Another study of characteristic oral presentations of various infections, including varicella, emphasized the need for pediatric dentists to diagnose and manage common oral manifestations and to refer children to pediatricians when systemic involvement is suspected [
15]. Several publications suggest that the frequency and severity of oral lesions may correlate with the overall severity of varicella infection. In more severe forms, more extensive, painful ulcerations can interfere with feeding and hydration, increase the risk of secondary bacterial infection, and prolong hospital stay. These observations support the value of interdisciplinary involvement of dentists and pediatricians in patient care [
16].
For correct differential diagnosis, it is crucial to distinguish oral manifestations of VZV infection from other viral infections with similar oral findings, such as herpes simplex virus (HSV) and human papillomavirus (HPV) [
17]. According to another study, herpesvirus-related infections affect 60–95% of adults and include gingivostomatitis, orofacial and genital herpes, as well as primary varicella and herpes zoster. Symptoms, treatment, and potential complications vary depending on primary or recurrent infection and the patient’s immune status [
18].
Reported complications after varicella include encephalitis, pneumonia, Reye’s syndrome, and Guillain–Barré syndrome [
19]. The most common complication of VZV reactivation is postherpetic neuralgia, although a range of neurological syndromes can occur, including vasculitis, encephalitis, segmental motor weakness, myelopathy, cranial neuropathies, and Guillain–Barré syndrome [
20]. In our study, complications were observed in a limited number of patients, including pneumonia, skin abscesses, carbuncles, furuncles, exacerbation of COPD, skin infection, and one case of pneumonia in a pregnant woman in the tenth week of gestation.

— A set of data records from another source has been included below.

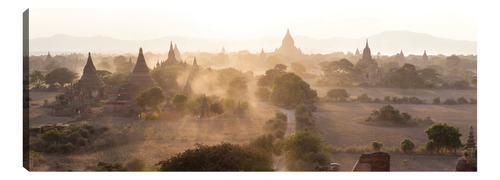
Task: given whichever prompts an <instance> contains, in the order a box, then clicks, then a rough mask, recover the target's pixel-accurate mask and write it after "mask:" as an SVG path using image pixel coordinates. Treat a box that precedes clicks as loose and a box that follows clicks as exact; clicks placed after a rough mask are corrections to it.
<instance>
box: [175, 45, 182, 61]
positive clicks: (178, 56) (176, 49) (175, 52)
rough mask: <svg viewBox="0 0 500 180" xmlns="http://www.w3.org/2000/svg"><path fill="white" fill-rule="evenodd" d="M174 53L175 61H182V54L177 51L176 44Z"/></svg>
mask: <svg viewBox="0 0 500 180" xmlns="http://www.w3.org/2000/svg"><path fill="white" fill-rule="evenodd" d="M174 53H175V59H176V60H177V61H182V58H181V53H180V52H179V49H177V44H175V47H174Z"/></svg>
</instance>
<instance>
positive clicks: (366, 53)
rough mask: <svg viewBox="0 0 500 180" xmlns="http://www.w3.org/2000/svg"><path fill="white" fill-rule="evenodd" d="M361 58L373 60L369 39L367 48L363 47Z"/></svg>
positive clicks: (366, 41) (367, 45)
mask: <svg viewBox="0 0 500 180" xmlns="http://www.w3.org/2000/svg"><path fill="white" fill-rule="evenodd" d="M361 59H362V60H372V52H371V50H370V47H369V46H368V39H367V40H366V46H365V49H363V57H362V58H361Z"/></svg>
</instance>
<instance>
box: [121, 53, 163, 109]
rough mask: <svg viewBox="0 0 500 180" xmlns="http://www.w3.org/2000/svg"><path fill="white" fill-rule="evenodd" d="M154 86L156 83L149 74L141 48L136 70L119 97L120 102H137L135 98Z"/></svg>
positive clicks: (136, 67) (128, 79)
mask: <svg viewBox="0 0 500 180" xmlns="http://www.w3.org/2000/svg"><path fill="white" fill-rule="evenodd" d="M154 85H155V83H154V81H153V79H152V78H151V75H150V74H149V68H148V65H147V64H146V60H145V59H144V55H143V53H142V48H140V49H139V56H138V57H137V62H136V64H135V67H134V70H133V71H132V74H131V75H130V78H129V79H128V82H127V83H126V84H125V86H124V87H123V88H122V90H121V92H120V94H119V96H118V100H125V101H130V100H132V101H135V97H136V96H137V95H138V94H139V93H141V92H142V91H144V90H146V89H148V88H150V87H153V86H154Z"/></svg>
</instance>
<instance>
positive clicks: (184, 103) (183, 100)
mask: <svg viewBox="0 0 500 180" xmlns="http://www.w3.org/2000/svg"><path fill="white" fill-rule="evenodd" d="M187 102H188V97H187V96H186V95H185V94H181V93H179V94H176V95H175V96H174V97H173V98H172V104H173V105H174V107H175V110H176V111H177V112H183V111H184V108H185V107H186V104H187Z"/></svg>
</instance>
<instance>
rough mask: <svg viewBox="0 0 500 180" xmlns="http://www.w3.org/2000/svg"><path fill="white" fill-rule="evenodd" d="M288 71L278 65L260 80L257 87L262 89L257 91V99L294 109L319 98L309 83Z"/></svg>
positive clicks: (257, 84) (282, 65)
mask: <svg viewBox="0 0 500 180" xmlns="http://www.w3.org/2000/svg"><path fill="white" fill-rule="evenodd" d="M286 69H287V67H286V66H285V65H283V64H277V65H276V66H275V67H274V68H273V69H269V70H267V71H266V73H265V75H263V76H262V77H260V78H259V79H258V81H257V85H259V86H260V87H259V88H258V89H257V90H256V91H255V96H256V97H257V99H259V100H261V101H267V100H269V101H270V102H271V103H272V104H274V105H278V106H283V107H289V106H292V107H293V106H295V105H297V104H299V103H300V102H302V101H307V100H313V99H315V98H317V96H318V95H317V93H316V91H315V90H313V89H311V87H310V85H309V84H308V83H307V82H305V81H304V80H302V78H301V77H300V76H297V75H296V74H294V73H291V72H286Z"/></svg>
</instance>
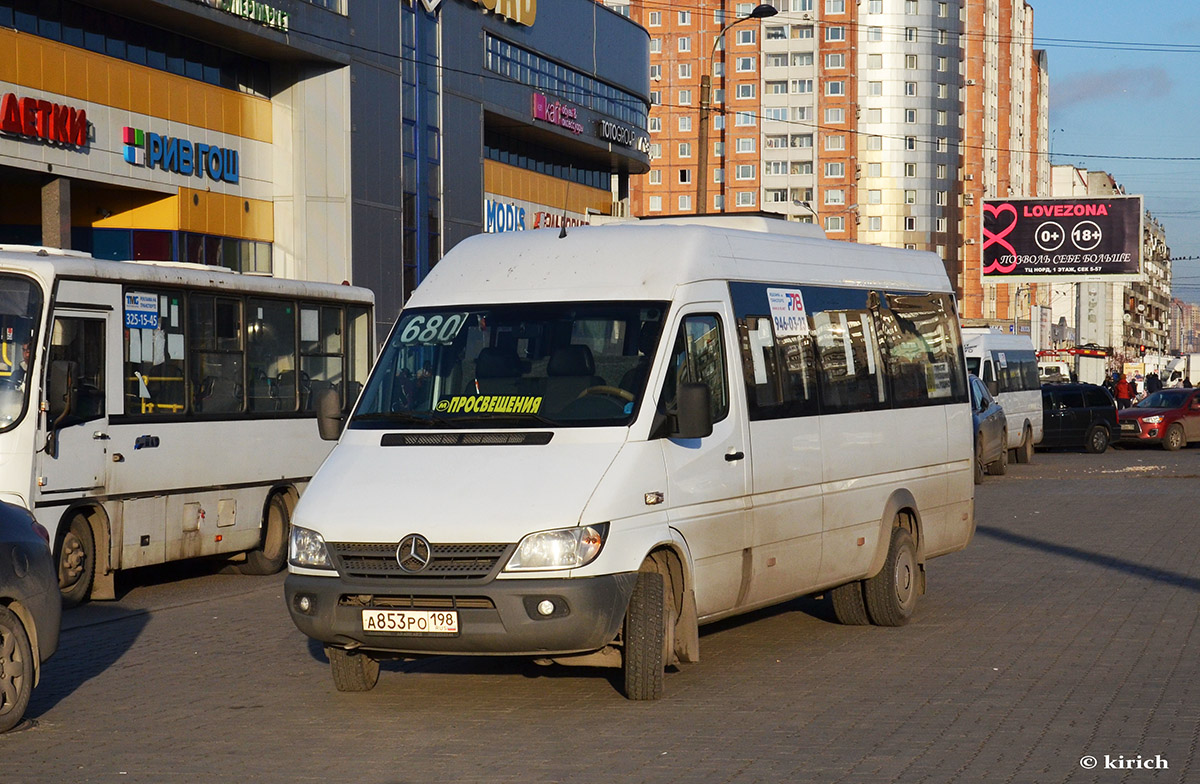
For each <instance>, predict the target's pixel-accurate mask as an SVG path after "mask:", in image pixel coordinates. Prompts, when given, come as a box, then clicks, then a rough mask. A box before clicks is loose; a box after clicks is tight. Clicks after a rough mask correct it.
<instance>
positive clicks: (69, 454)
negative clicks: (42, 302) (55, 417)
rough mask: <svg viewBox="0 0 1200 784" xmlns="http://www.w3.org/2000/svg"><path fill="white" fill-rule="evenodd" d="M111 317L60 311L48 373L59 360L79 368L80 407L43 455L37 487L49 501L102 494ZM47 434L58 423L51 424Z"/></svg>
mask: <svg viewBox="0 0 1200 784" xmlns="http://www.w3.org/2000/svg"><path fill="white" fill-rule="evenodd" d="M112 318H113V316H112V313H110V312H94V311H83V310H78V311H77V310H66V309H58V310H55V313H54V321H53V327H52V330H53V331H52V335H50V352H49V355H48V357H47V373H46V377H47V379H49V375H50V367H52V365H53V363H55V361H68V363H73V364H74V367H76V393H77V402H76V408H74V411H71V412H67V415H66V418H65V419H64V421H62V423H60V426H59V427H58V429H56V430H55V431H54V432H55V442H56V443H55V447H54V449H53V450H42V451H41V453H38V469H37V483H38V485H40V487H41V495H42V496H43V497H54V496H56V495H60V493H72V495H73V493H78V492H86V493H89V495H95V493H102V492H103V490H104V484H106V472H107V465H108V413H109V412H108V394H107V390H106V384H107V383H108V378H107V373H106V370H107V369H106V361H107V359H108V342H109V341H108V339H107V333H108V329H109V319H112ZM46 427H47V430H48V431H49V430H54V423H53V421H50V420H49V419H47V421H46Z"/></svg>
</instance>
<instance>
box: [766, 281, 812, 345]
mask: <svg viewBox="0 0 1200 784" xmlns="http://www.w3.org/2000/svg"><path fill="white" fill-rule="evenodd" d="M767 305H769V306H770V321H772V322H773V323H774V324H775V336H776V337H792V336H797V335H802V336H803V335H808V334H809V315H808V313H806V312H805V311H804V297H803V295H802V294H800V289H798V288H768V289H767Z"/></svg>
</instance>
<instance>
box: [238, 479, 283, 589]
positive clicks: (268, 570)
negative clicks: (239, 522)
mask: <svg viewBox="0 0 1200 784" xmlns="http://www.w3.org/2000/svg"><path fill="white" fill-rule="evenodd" d="M290 533H292V515H290V514H288V503H287V501H284V499H283V493H282V492H277V493H275V495H272V496H271V498H270V501H268V502H266V511H264V513H263V541H262V544H259V546H258V550H251V551H250V552H247V553H246V562H245V563H242V564H241V567H240V568H239V571H241V573H242V574H276V573H277V571H278V570H280V569H282V568H283V567H284V565H286V564H287V562H288V535H289V534H290Z"/></svg>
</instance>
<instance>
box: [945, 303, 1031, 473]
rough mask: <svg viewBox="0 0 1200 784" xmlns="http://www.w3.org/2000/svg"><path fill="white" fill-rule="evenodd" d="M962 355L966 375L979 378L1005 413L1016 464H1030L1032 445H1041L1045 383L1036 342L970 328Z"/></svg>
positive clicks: (1011, 336) (964, 331)
mask: <svg viewBox="0 0 1200 784" xmlns="http://www.w3.org/2000/svg"><path fill="white" fill-rule="evenodd" d="M962 351H964V353H965V354H966V358H967V371H968V372H972V373H974V375H976V376H978V377H979V381H982V382H983V383H984V385H985V387H988V391H990V393H991V395H992V397H995V399H996V402H998V403H1000V407H1001V408H1003V409H1004V418H1006V419H1007V420H1008V448H1009V450H1013V454H1014V456H1015V459H1016V462H1030V461H1031V460H1033V444H1037V443H1039V442H1040V441H1042V379H1040V378H1039V377H1038V355H1037V352H1034V351H1033V341H1031V340H1030V339H1028V336H1027V335H1008V334H1006V333H1002V331H1000V330H997V329H991V328H986V327H971V328H966V329H964V330H962ZM1004 459H1006V460H1007V459H1008V457H1007V455H1006V457H1004Z"/></svg>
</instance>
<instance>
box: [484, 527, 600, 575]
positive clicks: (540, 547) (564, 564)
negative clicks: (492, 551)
mask: <svg viewBox="0 0 1200 784" xmlns="http://www.w3.org/2000/svg"><path fill="white" fill-rule="evenodd" d="M607 534H608V523H607V522H601V523H599V525H595V526H576V527H574V528H559V529H557V531H540V532H538V533H530V534H529V535H527V537H526V538H524V539H522V540H521V544H518V545H517V551H516V552H514V553H512V557H511V558H509V564H508V565H506V567H504V570H505V571H534V570H551V569H577V568H578V567H582V565H587V564H588V563H592V562H593V561H595V557H596V556H598V555H600V550H601V549H602V547H604V540H605V537H606V535H607Z"/></svg>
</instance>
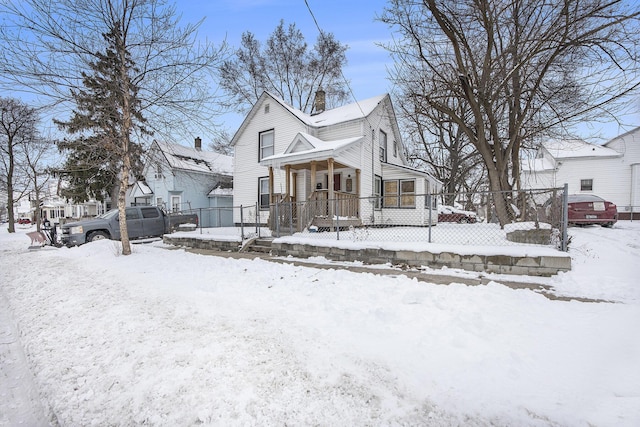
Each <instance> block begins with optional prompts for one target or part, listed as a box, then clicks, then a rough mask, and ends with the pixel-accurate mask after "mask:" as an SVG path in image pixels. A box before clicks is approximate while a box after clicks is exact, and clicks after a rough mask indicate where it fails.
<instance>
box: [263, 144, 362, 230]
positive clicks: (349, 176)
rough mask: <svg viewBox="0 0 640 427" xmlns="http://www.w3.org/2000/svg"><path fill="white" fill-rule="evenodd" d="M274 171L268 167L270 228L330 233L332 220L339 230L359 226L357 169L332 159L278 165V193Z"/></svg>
mask: <svg viewBox="0 0 640 427" xmlns="http://www.w3.org/2000/svg"><path fill="white" fill-rule="evenodd" d="M281 160H282V159H281ZM275 167H276V166H275V165H270V166H269V201H270V214H269V221H268V223H269V227H270V228H272V229H275V228H276V227H280V228H284V229H287V228H289V229H292V230H295V231H297V232H300V231H303V230H305V229H310V228H311V227H316V228H317V229H319V230H324V229H326V230H334V228H335V227H336V225H335V224H336V221H335V220H336V217H339V223H340V227H341V228H342V227H349V226H360V225H361V224H362V221H361V219H360V191H361V190H360V189H361V183H360V175H361V171H360V169H358V168H353V167H350V166H349V165H347V164H345V163H342V162H340V161H337V160H336V159H335V158H333V157H328V158H326V159H314V160H308V161H292V162H284V163H280V164H279V169H280V170H282V171H284V192H282V193H278V192H277V191H276V186H275V178H274V177H275ZM300 186H303V188H300Z"/></svg>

Although oral manifestations were associated with hospitalization in univariate analyses, multivariable modeling identified age and body temperature as the only independent predictors of disease severity, suggesting that oral findings should be interpreted as supplementary clinical indicators rather than determinants of severity.
Nevertheless, oral manifestations remain clinically relevant in dental practice, as they may facilitate early suspicion of varicella infection, particularly before the appearance of the characteristic exanthema. Their recognition supports appropriate patient triage, postponement of elective dental procedures, and implementation of standard infection control measures in suspected cases to reduce the risk of transmission within dental settings.
Limitations
This study has several limitations that should be acknowledged. First, its retrospective design relies on the accuracy and completeness of existing medical records, which may have contributed to underreporting of oral manifestations, particularly in outpatient settings. Second, hospitalized and outpatient cases were drawn from different healthcare settings, which could introduce some differences between the groups, although both were from the same geographic area and study period. Third, the relatively small sample size, especially in some clinical subgroups, may limit the generalizability of the findings, reduce statistical power, and affect the stability of regression estimates. As this was a retrospective study based on available medical records, a priori sample size calculation was not feasible. Data on comorbidities and complications were limited and inconsistently documented, preventing evaluation of potential confounding effects. Finally, the absence of dynamic follow-up prevented assessment of the temporal evolution of oral lesions in relation to disease severity. These limitations should be considered when interpreting the results.